• Insurance Squabble


    LOS ANGELES (CNS) – Mercury Casualty Co. owes thousands of dollars in
    damages to 49 claimants underpaid  by the insurer after their homes were
    damaged by residue from the 2009 Station Fire, an attorney told a jury today.
    “Mercury was looking for excuses not to pay the claims or to pay as
    little as they could possibly get away with,” lawyer Michael Cohen said during
    his final argument in trial of his clients’ lawsuit against the company.
    Cohen recommended damages ranging from $8,600 to $36,000 to make his
    clients whole, plus another two to three times their individual damage amounts
    to each for their emotional distress.
    The plaintiffs’ homes were not damaged by the flames, but instead by
    smoke, soot and ash. They lived in an area roughly spanning from Pacoima to
    Pasadena.
    An attorney for Mercury will give his closing argument this afternoon.
    In his opening statement in early May, defense lawyer John Hager said a public
    adjusting firm, Advantage Loss Group, inflated claims and signed up most of the
    people who eventually sued Mercury in December 2010. He also said the
    plaintiffs were compensated fairly and that some claims were brought nearly a
    year after the fire began.
    In their court papers, attorneys for the plaintiffs say many of their
    clients found out later that their damages were worse than originally believed.
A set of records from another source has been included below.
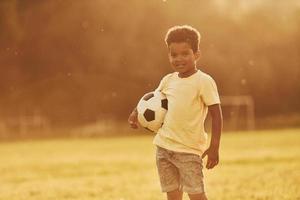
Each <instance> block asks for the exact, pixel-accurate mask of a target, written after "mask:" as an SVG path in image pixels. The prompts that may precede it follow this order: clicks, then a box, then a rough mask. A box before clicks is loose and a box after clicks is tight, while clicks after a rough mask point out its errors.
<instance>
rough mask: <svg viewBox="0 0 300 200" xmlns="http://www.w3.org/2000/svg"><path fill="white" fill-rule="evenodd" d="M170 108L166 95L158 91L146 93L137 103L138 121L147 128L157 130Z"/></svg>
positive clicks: (149, 129) (162, 121)
mask: <svg viewBox="0 0 300 200" xmlns="http://www.w3.org/2000/svg"><path fill="white" fill-rule="evenodd" d="M167 110H168V100H167V98H166V96H165V95H164V94H163V93H161V92H158V91H155V92H149V93H147V94H145V95H144V96H143V97H142V98H141V99H140V101H139V102H138V105H137V111H138V121H139V123H140V125H141V126H143V127H144V128H146V129H147V130H150V131H153V132H157V131H158V129H159V128H160V127H161V126H162V124H163V122H164V118H165V115H166V113H167Z"/></svg>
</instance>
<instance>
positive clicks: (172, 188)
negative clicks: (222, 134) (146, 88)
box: [128, 25, 222, 200]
    The lawyers also contend that Mercury used only two industrial hygienists to
    inspect each claim and that each report contained nearly identical results,
    regardless of how far a residence was from the fire.
    “It was designed to pay far less than what could be reasonably taken to
    restore their homes to the condition they were in before the fire,” Cohen
    said. “They pre-judged each of these claims and treated them as if they were
    fraudulent claims from the very beginning.”
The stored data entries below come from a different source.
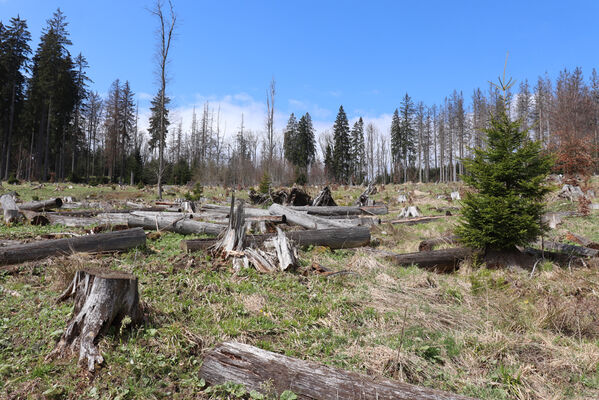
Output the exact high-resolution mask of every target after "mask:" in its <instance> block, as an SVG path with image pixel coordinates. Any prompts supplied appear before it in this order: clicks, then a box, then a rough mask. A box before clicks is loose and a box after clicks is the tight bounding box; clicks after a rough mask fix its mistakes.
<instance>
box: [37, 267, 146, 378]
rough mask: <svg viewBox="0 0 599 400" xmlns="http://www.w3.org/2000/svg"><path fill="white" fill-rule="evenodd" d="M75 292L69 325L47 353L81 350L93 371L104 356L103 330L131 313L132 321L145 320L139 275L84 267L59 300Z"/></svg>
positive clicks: (80, 350)
mask: <svg viewBox="0 0 599 400" xmlns="http://www.w3.org/2000/svg"><path fill="white" fill-rule="evenodd" d="M72 296H74V298H75V307H74V309H73V314H72V317H71V319H70V320H69V322H68V324H67V328H66V329H65V331H64V333H63V334H62V336H61V337H60V340H59V342H58V343H57V344H56V347H55V348H54V350H53V351H52V352H51V353H50V354H49V355H48V357H46V359H50V358H53V357H57V356H60V357H65V356H69V355H70V354H71V353H73V352H75V351H77V350H79V363H80V364H87V369H88V370H89V371H90V372H92V371H93V370H94V367H95V364H96V363H97V364H101V363H102V362H103V361H104V359H103V357H102V355H101V354H100V351H99V350H98V348H97V347H96V345H95V342H96V339H97V337H98V336H99V335H100V334H104V333H106V332H107V331H108V328H110V326H112V325H117V326H118V325H119V324H120V323H121V321H122V320H123V318H125V317H129V318H130V319H131V323H132V324H137V323H139V322H141V321H142V320H143V312H142V309H141V306H140V303H139V293H138V291H137V278H136V277H135V276H134V275H132V274H129V273H126V272H120V271H110V270H98V269H90V268H86V269H82V270H79V271H77V273H76V274H75V277H74V278H73V281H72V282H71V284H70V285H69V287H67V288H66V290H65V291H64V292H63V293H62V295H60V297H59V298H58V300H57V301H64V300H66V299H67V298H69V297H72Z"/></svg>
    Cohen also said Mercury did not meet its ethical obligations to customers.
    “The company put their interests ahead of the claimants throughout this
    process,” Cohen said. “Every Mercury employee was given an incentive to pay
    as little as they could.”
    Five of the 49 claimants received no money from Mercury at all because
    their damage was not considered severe enough, he said.
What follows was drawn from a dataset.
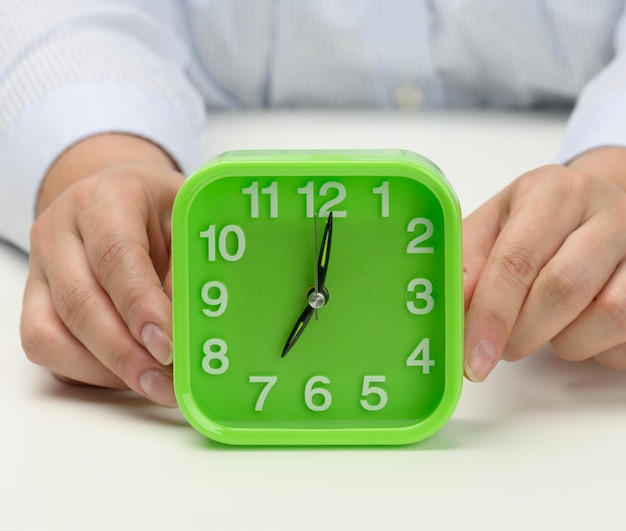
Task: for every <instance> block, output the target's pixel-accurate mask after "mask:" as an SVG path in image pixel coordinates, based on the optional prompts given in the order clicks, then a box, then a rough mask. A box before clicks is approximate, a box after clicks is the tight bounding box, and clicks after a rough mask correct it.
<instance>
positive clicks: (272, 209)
mask: <svg viewBox="0 0 626 531" xmlns="http://www.w3.org/2000/svg"><path fill="white" fill-rule="evenodd" d="M241 193H242V194H244V195H249V196H250V217H251V218H258V217H259V183H258V182H253V183H252V184H251V185H250V186H248V187H247V188H244V189H242V190H241ZM261 194H263V195H269V196H270V218H277V217H278V183H277V182H276V181H272V183H271V184H270V185H269V186H266V187H265V188H261Z"/></svg>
    Instead of following the insurance industry standard and using Xactimate
    software to calculate the claimants’ losses, Mercury hired a small cleaning
    company with no experience in restoring smoke-damaged homes, Cohen said. The
    company gave cleaning estimates that did ignored damage to walls, ceilings and
    mattresses, he said.
    The Station Fire began along Angeles Crest Highway and eventually became
    the largest blaze ever in Los Angeles County in terms of the amount of land
    burned — more than 160,000 acres, according to James McMullen, a fire
    protection consultant who testified earlier in the trial.
    McMullen said the fire began on Aug. 26, 2009, in a ravine, and
    firefighters had to battle steep terrain and sharp updrafts of wind.
    The fire, which was not contained until Oct. 16, 2009, burned 250 square
    miles, destroyed more than 200 structures, including 89 homes, wiped out the
    community of Hidden Springs, and killed two Los Angeles County firefighters
    trying to protect their mountain camp.